Context: It should report which 3d points out of a set of n unique points don't have other 3d points such that there is no other point that has greater X, greater Y, and lesser Z in time O(n)=nlogn. It does this by ordering in Z direction and keeping a minstack-like structure with a std::set
that represents the current frontier in the XY plane.
I don't have access to the dataset or a debug stacktrace, and the judge is OmegaUp but the contest was private and has passed(Coder Bloom May 31st programming contest).

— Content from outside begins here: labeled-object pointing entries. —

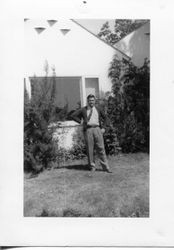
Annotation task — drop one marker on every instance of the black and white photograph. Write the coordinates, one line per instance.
(86, 117)
(86, 104)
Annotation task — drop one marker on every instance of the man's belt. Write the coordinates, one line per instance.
(92, 126)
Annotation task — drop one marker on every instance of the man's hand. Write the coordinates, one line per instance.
(102, 130)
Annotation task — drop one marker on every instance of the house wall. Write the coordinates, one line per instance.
(76, 53)
(137, 44)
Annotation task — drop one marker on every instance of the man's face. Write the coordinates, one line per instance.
(91, 102)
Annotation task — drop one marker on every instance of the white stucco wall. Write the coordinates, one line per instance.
(78, 53)
(137, 44)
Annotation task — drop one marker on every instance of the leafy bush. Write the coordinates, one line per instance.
(128, 108)
(39, 148)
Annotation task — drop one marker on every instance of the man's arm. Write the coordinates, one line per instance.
(76, 116)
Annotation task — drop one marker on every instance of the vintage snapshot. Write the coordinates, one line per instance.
(86, 118)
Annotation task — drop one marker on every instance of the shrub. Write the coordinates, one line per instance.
(128, 107)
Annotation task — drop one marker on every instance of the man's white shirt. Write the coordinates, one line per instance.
(94, 120)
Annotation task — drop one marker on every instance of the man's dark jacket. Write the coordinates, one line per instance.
(82, 114)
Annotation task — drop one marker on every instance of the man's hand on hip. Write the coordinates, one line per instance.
(102, 130)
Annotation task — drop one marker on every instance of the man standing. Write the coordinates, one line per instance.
(93, 132)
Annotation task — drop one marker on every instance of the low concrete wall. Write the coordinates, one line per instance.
(66, 133)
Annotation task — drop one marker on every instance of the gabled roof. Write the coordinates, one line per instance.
(126, 56)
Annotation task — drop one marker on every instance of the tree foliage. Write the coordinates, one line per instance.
(122, 27)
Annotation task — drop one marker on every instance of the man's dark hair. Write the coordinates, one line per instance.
(90, 96)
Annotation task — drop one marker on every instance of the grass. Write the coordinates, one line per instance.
(73, 191)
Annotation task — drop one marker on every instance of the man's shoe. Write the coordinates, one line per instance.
(92, 169)
(108, 171)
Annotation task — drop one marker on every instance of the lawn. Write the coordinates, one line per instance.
(74, 191)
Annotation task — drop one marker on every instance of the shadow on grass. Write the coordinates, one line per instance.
(77, 167)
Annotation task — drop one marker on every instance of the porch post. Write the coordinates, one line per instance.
(83, 91)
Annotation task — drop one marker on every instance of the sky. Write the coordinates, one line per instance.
(94, 25)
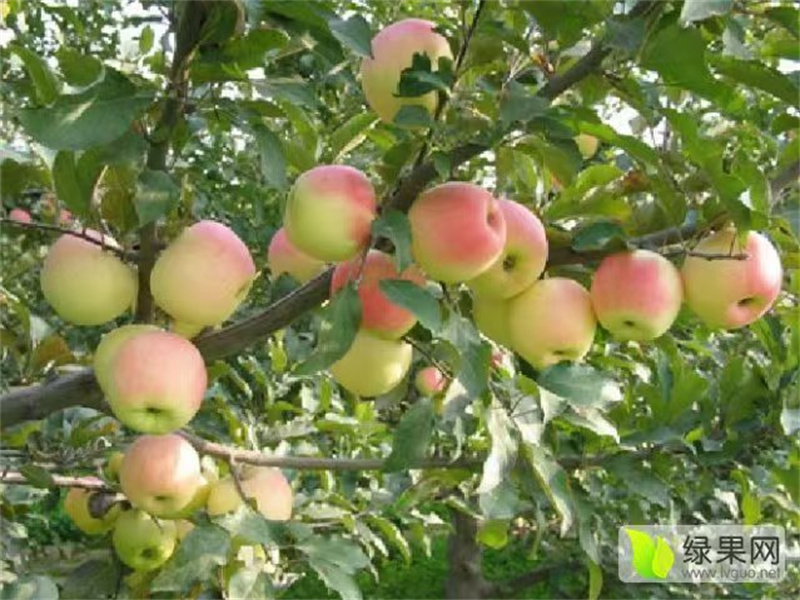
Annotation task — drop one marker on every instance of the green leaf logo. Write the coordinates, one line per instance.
(652, 559)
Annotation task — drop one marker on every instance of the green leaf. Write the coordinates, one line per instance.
(699, 10)
(353, 33)
(156, 194)
(415, 299)
(394, 226)
(601, 235)
(580, 385)
(44, 82)
(79, 69)
(337, 331)
(98, 115)
(273, 160)
(412, 437)
(196, 559)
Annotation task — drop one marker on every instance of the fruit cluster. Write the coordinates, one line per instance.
(154, 380)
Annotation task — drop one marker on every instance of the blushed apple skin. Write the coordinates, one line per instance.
(524, 254)
(393, 50)
(729, 294)
(160, 474)
(491, 318)
(85, 284)
(143, 543)
(458, 231)
(157, 382)
(203, 276)
(285, 257)
(372, 366)
(430, 381)
(20, 215)
(636, 295)
(329, 212)
(379, 315)
(552, 321)
(76, 505)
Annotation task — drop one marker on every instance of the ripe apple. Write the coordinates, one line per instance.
(372, 365)
(329, 212)
(728, 294)
(20, 215)
(430, 381)
(587, 145)
(267, 485)
(85, 284)
(76, 505)
(491, 318)
(143, 542)
(636, 295)
(161, 474)
(285, 257)
(393, 50)
(378, 314)
(156, 382)
(552, 321)
(523, 258)
(203, 276)
(458, 231)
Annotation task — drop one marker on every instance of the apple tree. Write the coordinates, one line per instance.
(294, 289)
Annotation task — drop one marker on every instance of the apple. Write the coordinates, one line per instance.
(266, 485)
(636, 295)
(143, 542)
(156, 382)
(372, 366)
(161, 474)
(458, 231)
(85, 284)
(203, 276)
(379, 315)
(728, 294)
(587, 145)
(393, 50)
(285, 257)
(552, 321)
(329, 212)
(430, 381)
(109, 345)
(523, 258)
(491, 318)
(20, 215)
(76, 505)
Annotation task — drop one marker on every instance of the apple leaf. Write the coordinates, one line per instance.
(412, 437)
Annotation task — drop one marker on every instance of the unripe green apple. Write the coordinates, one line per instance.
(85, 284)
(728, 294)
(161, 474)
(523, 258)
(636, 295)
(266, 485)
(372, 366)
(285, 257)
(552, 321)
(156, 382)
(491, 318)
(76, 505)
(393, 50)
(430, 381)
(203, 276)
(142, 542)
(458, 231)
(379, 315)
(329, 212)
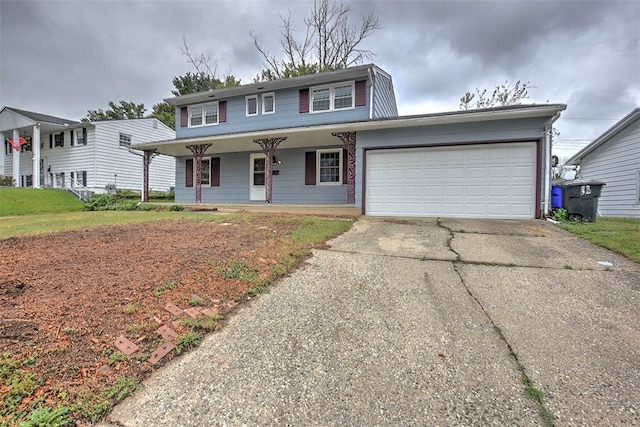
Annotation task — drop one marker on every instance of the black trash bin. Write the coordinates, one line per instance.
(580, 199)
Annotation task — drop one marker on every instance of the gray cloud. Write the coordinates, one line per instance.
(64, 57)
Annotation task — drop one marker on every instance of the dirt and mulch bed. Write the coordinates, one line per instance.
(87, 314)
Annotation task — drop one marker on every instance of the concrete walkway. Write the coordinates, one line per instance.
(417, 323)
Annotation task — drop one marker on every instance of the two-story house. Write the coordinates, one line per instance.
(75, 155)
(336, 138)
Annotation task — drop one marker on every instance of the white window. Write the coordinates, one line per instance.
(203, 115)
(329, 167)
(251, 105)
(268, 103)
(334, 97)
(125, 140)
(80, 136)
(58, 139)
(206, 171)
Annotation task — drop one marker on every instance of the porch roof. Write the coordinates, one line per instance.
(320, 135)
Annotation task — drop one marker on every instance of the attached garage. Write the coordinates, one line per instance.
(495, 180)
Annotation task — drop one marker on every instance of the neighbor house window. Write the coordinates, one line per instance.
(268, 103)
(329, 166)
(334, 97)
(203, 115)
(125, 140)
(252, 105)
(79, 136)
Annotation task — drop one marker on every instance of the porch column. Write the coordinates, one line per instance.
(35, 148)
(349, 141)
(269, 147)
(16, 159)
(198, 151)
(146, 161)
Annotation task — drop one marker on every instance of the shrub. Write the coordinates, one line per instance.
(6, 181)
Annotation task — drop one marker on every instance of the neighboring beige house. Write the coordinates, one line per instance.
(81, 155)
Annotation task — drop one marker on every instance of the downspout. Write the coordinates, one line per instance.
(547, 172)
(548, 132)
(132, 151)
(370, 94)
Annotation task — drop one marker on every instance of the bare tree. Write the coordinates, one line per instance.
(502, 95)
(203, 64)
(330, 42)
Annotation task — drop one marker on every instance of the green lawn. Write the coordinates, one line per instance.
(620, 235)
(22, 201)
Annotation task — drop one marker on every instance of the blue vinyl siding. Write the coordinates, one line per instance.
(288, 185)
(286, 115)
(496, 131)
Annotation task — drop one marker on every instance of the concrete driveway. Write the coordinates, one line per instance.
(421, 322)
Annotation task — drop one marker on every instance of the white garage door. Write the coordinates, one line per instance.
(471, 181)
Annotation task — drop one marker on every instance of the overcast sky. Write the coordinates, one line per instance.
(65, 57)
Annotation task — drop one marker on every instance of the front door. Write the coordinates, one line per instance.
(257, 190)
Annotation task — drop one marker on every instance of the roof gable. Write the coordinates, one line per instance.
(606, 136)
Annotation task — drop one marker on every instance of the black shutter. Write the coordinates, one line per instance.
(215, 172)
(345, 169)
(310, 168)
(184, 117)
(304, 100)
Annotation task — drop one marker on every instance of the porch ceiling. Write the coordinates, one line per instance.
(244, 142)
(320, 135)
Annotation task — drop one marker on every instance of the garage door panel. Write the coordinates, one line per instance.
(483, 181)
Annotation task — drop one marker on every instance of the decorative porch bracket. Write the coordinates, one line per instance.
(349, 141)
(269, 147)
(198, 151)
(146, 160)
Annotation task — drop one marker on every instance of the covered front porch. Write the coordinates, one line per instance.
(311, 166)
(22, 132)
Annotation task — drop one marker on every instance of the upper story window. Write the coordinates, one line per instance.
(268, 103)
(334, 97)
(79, 136)
(58, 139)
(252, 105)
(203, 115)
(125, 140)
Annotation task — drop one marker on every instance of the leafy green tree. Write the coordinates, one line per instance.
(330, 43)
(125, 110)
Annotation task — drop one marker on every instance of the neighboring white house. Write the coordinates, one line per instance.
(614, 158)
(73, 155)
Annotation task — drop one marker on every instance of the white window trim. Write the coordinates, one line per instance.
(340, 166)
(121, 134)
(246, 105)
(204, 159)
(332, 97)
(273, 95)
(204, 107)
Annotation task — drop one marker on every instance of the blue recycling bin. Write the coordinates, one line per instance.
(556, 197)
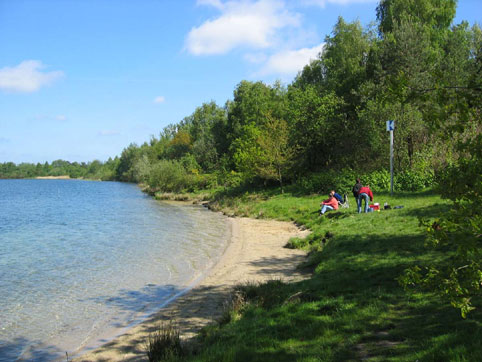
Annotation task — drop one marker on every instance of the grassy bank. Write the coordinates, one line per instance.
(352, 308)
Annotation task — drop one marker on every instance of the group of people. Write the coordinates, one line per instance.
(360, 193)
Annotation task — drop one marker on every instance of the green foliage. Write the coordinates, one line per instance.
(340, 180)
(164, 344)
(352, 307)
(167, 175)
(459, 231)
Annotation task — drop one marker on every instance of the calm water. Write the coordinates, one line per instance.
(80, 261)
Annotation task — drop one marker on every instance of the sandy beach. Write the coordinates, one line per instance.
(255, 254)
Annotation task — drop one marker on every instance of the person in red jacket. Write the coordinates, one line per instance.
(330, 203)
(364, 194)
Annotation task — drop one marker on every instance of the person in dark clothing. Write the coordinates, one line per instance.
(364, 194)
(356, 188)
(338, 197)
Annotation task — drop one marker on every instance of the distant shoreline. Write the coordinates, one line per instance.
(63, 177)
(255, 253)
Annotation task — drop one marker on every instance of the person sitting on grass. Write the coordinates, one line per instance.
(364, 194)
(330, 203)
(338, 197)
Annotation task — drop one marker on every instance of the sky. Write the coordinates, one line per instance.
(82, 79)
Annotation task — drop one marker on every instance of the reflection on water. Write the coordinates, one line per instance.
(79, 259)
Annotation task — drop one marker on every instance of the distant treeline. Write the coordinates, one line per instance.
(413, 66)
(95, 170)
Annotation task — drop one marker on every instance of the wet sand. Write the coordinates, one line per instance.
(255, 254)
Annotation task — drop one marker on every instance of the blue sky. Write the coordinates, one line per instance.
(81, 79)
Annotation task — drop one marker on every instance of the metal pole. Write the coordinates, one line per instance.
(391, 162)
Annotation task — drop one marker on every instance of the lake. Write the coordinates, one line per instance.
(81, 261)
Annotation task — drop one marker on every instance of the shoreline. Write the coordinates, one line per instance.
(254, 253)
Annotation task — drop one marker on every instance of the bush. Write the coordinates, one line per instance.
(413, 181)
(340, 180)
(164, 344)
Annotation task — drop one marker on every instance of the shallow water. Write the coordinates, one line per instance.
(82, 260)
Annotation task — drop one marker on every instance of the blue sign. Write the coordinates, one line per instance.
(390, 125)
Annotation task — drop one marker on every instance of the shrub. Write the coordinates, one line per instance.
(164, 344)
(413, 180)
(322, 182)
(166, 175)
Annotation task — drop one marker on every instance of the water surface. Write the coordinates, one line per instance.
(81, 260)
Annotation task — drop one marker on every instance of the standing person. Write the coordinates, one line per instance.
(338, 197)
(356, 188)
(364, 193)
(331, 203)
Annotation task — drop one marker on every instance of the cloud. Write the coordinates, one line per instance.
(290, 62)
(159, 99)
(26, 77)
(109, 132)
(252, 24)
(255, 58)
(322, 3)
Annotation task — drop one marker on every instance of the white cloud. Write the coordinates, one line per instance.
(159, 99)
(252, 24)
(108, 132)
(322, 3)
(26, 77)
(255, 58)
(290, 62)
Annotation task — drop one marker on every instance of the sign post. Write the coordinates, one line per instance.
(390, 128)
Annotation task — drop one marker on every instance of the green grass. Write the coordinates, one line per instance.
(353, 307)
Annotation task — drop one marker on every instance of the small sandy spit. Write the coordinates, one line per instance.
(256, 253)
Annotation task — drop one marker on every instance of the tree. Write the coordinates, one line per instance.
(276, 153)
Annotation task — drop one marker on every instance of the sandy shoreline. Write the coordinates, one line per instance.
(255, 253)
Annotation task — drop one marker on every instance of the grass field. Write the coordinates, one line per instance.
(352, 308)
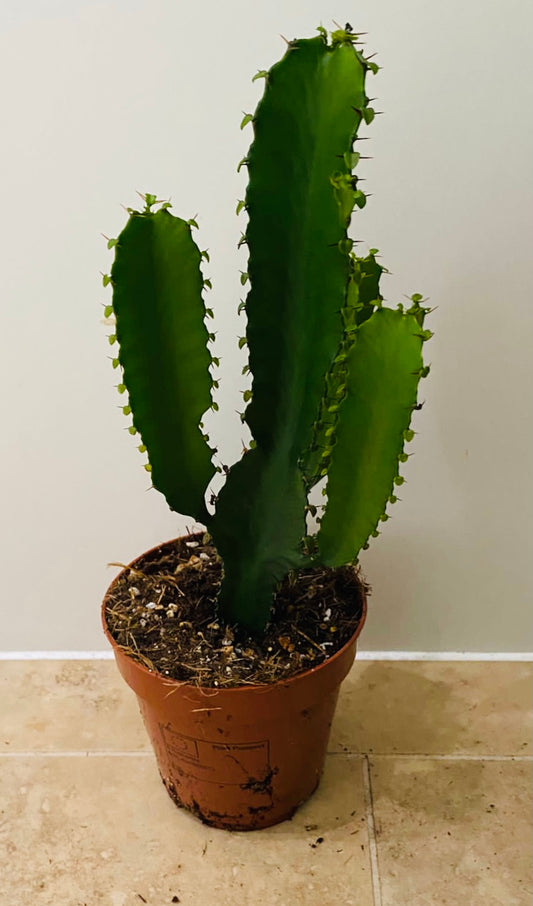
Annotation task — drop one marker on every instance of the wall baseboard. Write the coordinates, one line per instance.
(103, 655)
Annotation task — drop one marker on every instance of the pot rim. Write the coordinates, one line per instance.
(213, 690)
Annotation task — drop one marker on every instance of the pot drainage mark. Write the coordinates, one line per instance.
(228, 763)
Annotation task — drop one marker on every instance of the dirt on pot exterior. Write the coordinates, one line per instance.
(162, 612)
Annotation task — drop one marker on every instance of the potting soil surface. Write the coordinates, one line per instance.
(163, 613)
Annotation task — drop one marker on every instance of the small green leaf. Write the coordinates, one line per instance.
(351, 159)
(248, 117)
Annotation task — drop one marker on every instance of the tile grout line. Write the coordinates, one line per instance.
(141, 753)
(371, 829)
(425, 757)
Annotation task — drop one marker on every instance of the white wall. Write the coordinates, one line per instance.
(102, 99)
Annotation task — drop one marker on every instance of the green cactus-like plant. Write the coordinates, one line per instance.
(335, 373)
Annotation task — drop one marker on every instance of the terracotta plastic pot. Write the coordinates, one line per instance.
(242, 758)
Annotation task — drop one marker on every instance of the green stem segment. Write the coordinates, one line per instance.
(157, 300)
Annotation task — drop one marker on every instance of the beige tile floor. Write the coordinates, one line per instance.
(425, 800)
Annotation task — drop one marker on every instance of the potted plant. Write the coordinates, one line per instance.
(236, 639)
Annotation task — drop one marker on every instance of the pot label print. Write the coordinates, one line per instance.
(218, 762)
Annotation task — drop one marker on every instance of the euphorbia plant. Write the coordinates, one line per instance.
(334, 371)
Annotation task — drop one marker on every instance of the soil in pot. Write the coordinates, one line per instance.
(162, 612)
(239, 725)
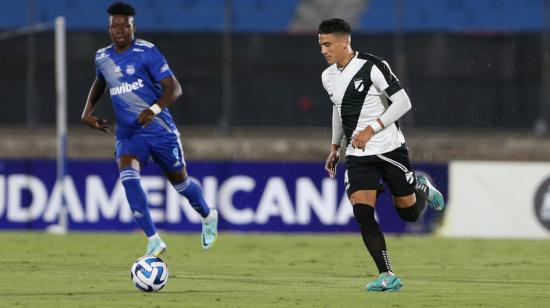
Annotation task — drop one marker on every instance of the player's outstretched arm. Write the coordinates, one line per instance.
(96, 92)
(171, 90)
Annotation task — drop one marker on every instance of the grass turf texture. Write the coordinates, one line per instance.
(266, 270)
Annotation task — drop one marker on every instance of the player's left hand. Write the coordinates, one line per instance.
(145, 117)
(359, 140)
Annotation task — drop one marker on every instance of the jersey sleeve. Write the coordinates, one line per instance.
(383, 78)
(98, 73)
(157, 65)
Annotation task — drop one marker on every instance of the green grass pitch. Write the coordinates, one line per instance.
(271, 270)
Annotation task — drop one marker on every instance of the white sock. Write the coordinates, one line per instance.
(210, 216)
(154, 237)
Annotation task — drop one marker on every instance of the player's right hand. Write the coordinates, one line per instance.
(332, 161)
(95, 122)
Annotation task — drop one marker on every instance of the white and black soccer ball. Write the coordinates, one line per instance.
(149, 273)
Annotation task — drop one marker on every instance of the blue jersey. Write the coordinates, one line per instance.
(133, 80)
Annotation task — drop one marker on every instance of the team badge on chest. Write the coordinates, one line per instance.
(130, 70)
(359, 84)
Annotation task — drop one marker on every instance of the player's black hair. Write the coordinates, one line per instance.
(334, 25)
(121, 8)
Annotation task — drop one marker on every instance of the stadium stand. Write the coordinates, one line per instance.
(282, 15)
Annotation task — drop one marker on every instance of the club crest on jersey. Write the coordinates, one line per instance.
(130, 70)
(359, 84)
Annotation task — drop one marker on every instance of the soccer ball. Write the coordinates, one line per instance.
(149, 273)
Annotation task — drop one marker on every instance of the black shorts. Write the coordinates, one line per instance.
(394, 167)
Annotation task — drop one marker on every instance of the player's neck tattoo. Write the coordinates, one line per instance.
(348, 60)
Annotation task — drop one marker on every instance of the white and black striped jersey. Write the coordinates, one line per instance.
(361, 93)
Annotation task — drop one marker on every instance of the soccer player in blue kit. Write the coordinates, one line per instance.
(141, 86)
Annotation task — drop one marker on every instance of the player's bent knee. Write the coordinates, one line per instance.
(363, 197)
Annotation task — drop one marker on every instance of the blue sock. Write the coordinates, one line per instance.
(192, 190)
(138, 200)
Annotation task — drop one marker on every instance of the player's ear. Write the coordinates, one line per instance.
(346, 40)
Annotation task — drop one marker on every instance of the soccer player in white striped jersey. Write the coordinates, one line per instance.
(367, 101)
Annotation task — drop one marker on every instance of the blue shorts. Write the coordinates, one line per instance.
(164, 149)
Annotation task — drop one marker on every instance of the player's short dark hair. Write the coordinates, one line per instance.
(334, 25)
(121, 8)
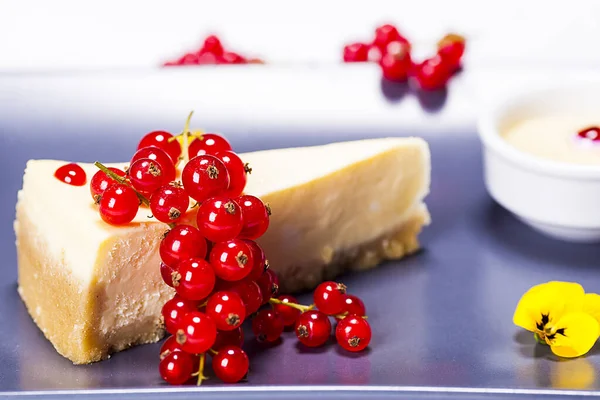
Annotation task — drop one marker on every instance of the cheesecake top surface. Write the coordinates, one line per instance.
(67, 217)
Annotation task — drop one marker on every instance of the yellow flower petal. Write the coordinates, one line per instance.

No they aren't equivalent.
it
uses it.base()
as a backing forward iterator, which points to the next going forwardly element in the set. Yes, *it
is not equal to *it.base()
.
Here's the catch: when erasing the victim
, it
gets invalidated!
So the following code
if(upper==s.begin()) continue;
auto it= std::prev(upper);
while(it!=s.end() && (*it).y<=p.y){
auto prv = it == s.begin() ? s.end() : std::prev(it);
s.erase(it);
it=prv;
}
Would actually be equivalent to:
//checking if(upper==s.begin()) is redundant
auto it = std::make_reverse_iterator(upper);
while (it != s.rend() && (*it).y <= p.y) s.erase(*it);
//or equivalently but faster: s.erase(std::prev(it.base()));
Funnily enough, since it
is a backwards iterator, deleting *it
doesn't invalidate it
, but makes it point to the next (going in reverse) element!